3. A network of webcomickers exists to create and enlarge fake follower counts for one another.

4. An examination of prominent Twitter ringleaders shows unlikely increases in site traffic. We speculate that it may be generated with "black hat" devices currently on the market, and that it may be done from a single source, boosting traffic for many collaborators at once. There may be other possible explanations.

5. The pairing of suspicious traffic patterns and suspicious public relations (Twitter) patterns is frequently compelling, suggesting a systematic approach toward artificially attracting readers.

6. Widespread corruption of webcomic metrics may be a contributor to the recent withdrawal of many online advertising agencies from servicing webcomics, but if not, it promises the potential of webcomics being blacklisted from future opportunities. Webcomics are already specifically rejected by name at some firms.

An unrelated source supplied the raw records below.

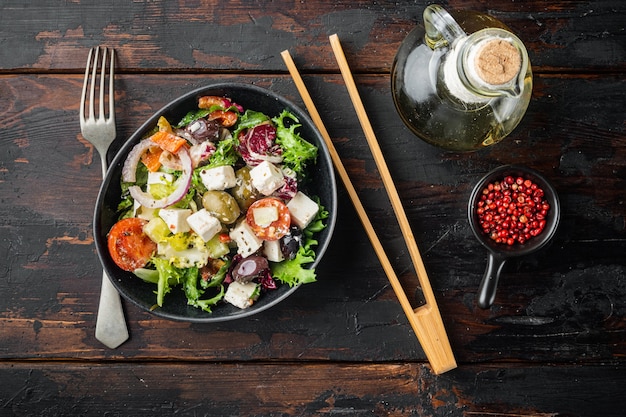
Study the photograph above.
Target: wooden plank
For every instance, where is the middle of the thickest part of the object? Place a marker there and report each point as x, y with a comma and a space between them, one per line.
272, 389
563, 304
249, 36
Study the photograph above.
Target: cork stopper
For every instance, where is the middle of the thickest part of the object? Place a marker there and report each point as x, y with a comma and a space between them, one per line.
497, 61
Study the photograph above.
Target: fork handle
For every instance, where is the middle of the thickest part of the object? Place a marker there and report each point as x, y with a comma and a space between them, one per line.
111, 327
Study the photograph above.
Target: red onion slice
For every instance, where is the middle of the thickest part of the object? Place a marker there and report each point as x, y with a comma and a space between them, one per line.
129, 170
182, 186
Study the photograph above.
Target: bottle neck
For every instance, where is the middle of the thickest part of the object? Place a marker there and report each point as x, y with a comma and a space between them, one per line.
487, 64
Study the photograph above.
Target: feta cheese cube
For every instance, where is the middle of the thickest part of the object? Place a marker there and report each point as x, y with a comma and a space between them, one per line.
242, 295
159, 178
264, 216
204, 224
247, 242
218, 178
271, 250
267, 177
176, 219
142, 212
302, 209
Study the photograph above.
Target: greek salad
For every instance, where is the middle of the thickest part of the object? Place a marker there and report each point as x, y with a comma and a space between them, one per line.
215, 205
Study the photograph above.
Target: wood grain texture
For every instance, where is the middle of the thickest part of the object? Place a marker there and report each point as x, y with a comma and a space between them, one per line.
269, 389
554, 344
564, 303
240, 35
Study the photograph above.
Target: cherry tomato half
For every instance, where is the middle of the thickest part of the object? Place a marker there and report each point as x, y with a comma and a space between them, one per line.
275, 229
128, 245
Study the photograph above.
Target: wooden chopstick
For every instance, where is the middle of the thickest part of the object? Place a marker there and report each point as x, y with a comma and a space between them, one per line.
425, 320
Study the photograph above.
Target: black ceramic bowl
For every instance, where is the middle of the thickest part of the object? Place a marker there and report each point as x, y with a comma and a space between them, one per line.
175, 305
499, 253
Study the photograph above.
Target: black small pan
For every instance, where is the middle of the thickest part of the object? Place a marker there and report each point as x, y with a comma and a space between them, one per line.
499, 253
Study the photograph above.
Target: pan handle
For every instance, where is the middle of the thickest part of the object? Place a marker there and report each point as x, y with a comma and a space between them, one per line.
489, 284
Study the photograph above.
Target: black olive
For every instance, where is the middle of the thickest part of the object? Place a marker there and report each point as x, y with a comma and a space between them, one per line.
250, 267
203, 129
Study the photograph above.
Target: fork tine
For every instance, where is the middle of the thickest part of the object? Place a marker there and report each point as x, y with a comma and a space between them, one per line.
84, 94
92, 92
102, 77
111, 90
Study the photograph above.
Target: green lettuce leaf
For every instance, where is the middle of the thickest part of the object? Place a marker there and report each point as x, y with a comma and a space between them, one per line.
297, 152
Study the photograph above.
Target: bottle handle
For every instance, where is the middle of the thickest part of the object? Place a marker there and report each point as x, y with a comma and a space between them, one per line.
441, 28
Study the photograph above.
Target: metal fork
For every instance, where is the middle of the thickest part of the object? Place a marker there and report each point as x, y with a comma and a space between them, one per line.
111, 327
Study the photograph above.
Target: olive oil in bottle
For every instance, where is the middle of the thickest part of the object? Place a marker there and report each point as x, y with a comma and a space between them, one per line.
457, 91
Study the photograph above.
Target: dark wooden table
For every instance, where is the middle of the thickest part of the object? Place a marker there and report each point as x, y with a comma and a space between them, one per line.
553, 344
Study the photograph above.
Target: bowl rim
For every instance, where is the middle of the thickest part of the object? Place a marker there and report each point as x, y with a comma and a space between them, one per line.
119, 158
537, 242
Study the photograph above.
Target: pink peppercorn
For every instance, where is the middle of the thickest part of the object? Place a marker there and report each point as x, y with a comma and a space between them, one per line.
512, 210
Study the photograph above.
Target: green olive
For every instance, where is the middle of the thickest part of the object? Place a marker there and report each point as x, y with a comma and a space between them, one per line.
244, 192
222, 205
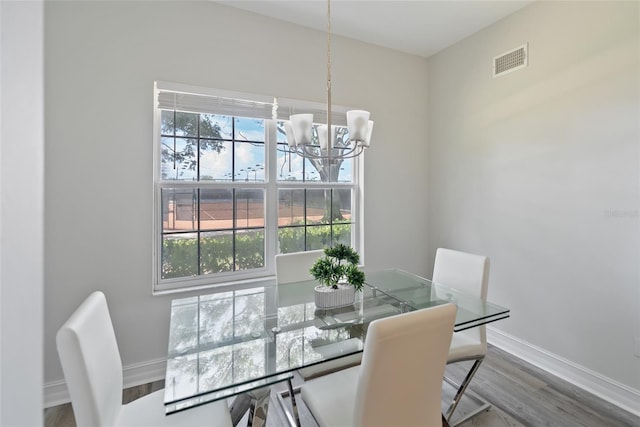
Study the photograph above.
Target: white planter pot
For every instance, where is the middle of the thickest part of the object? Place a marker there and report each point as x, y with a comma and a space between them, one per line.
327, 297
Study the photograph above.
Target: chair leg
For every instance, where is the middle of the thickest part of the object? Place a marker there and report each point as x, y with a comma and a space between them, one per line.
259, 407
461, 389
292, 416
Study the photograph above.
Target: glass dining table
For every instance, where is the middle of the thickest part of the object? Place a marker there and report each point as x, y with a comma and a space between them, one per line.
241, 342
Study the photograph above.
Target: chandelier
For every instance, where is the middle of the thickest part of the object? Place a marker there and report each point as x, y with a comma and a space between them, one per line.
299, 130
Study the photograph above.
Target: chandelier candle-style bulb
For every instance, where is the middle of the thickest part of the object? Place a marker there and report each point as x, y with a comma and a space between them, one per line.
367, 140
302, 128
357, 123
288, 130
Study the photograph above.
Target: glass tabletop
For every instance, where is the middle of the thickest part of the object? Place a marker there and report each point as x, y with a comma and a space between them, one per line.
226, 343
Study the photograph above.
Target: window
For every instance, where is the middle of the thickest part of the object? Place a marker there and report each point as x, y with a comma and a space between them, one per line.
228, 193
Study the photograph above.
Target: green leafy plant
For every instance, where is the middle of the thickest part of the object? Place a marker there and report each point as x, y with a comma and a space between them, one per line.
339, 265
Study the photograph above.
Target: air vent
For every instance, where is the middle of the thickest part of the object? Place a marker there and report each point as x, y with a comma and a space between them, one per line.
511, 61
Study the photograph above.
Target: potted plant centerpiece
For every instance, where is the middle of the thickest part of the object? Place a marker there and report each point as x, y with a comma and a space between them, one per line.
339, 276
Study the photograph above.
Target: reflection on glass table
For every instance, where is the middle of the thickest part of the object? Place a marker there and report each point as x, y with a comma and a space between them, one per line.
228, 343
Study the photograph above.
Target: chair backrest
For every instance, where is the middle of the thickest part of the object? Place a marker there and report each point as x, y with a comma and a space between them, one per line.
91, 363
466, 272
294, 267
400, 382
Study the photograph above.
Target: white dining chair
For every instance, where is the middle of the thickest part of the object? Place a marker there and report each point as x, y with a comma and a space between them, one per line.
294, 267
399, 382
468, 273
92, 368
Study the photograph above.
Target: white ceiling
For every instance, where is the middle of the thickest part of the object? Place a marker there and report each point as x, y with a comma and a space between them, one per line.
419, 27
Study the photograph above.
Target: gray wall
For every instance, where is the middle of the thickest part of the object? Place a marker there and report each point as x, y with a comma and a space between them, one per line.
101, 60
21, 207
539, 169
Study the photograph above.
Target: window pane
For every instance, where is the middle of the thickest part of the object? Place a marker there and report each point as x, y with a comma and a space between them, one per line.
290, 207
179, 255
250, 250
341, 234
249, 160
178, 210
312, 171
179, 158
167, 123
345, 172
216, 160
210, 127
318, 237
216, 209
341, 205
216, 126
291, 239
318, 206
249, 129
186, 124
216, 252
249, 208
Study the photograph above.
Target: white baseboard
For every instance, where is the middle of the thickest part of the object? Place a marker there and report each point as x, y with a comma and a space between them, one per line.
56, 392
605, 388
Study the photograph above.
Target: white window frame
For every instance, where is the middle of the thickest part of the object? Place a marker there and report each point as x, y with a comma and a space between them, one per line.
271, 187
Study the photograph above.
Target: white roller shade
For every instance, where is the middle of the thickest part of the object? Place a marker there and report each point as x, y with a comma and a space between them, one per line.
184, 98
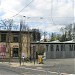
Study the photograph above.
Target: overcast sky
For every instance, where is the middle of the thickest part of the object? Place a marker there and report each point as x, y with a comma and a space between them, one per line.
48, 15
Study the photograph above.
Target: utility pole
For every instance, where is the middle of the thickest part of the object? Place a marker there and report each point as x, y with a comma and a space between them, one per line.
9, 38
20, 43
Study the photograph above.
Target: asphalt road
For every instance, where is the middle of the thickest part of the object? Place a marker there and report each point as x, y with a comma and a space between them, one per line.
54, 67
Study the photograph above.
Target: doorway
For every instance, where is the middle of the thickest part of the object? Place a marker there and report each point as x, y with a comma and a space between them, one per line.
15, 52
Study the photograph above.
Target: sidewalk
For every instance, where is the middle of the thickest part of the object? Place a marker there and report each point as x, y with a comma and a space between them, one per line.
17, 64
47, 63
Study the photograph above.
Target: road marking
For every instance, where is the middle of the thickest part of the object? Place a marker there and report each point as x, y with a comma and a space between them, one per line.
47, 71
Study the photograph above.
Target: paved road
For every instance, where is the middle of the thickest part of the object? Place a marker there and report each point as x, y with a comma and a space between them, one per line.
7, 72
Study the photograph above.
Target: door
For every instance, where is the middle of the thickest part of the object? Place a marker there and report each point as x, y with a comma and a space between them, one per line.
15, 52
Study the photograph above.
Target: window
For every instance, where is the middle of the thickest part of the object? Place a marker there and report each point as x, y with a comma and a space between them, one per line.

7. Falsified analytics are destructive to the uninformed, causing them to invest time and money in the public success model, whilet others are functioning under a secret, and dishonest, model.

8. May people considered unlikely to engage in cheating have fake followers on their profiles, inserted without their full attention by friends. While some must know what is happening, there are probably people who have no idea of their involvement, and would be distraught to find out.

9. The trend toward cheating raises questions about the potential of comics to support many of their creators. While successes are well known and documented, it seems that many people prefer a model that doesn't require much work.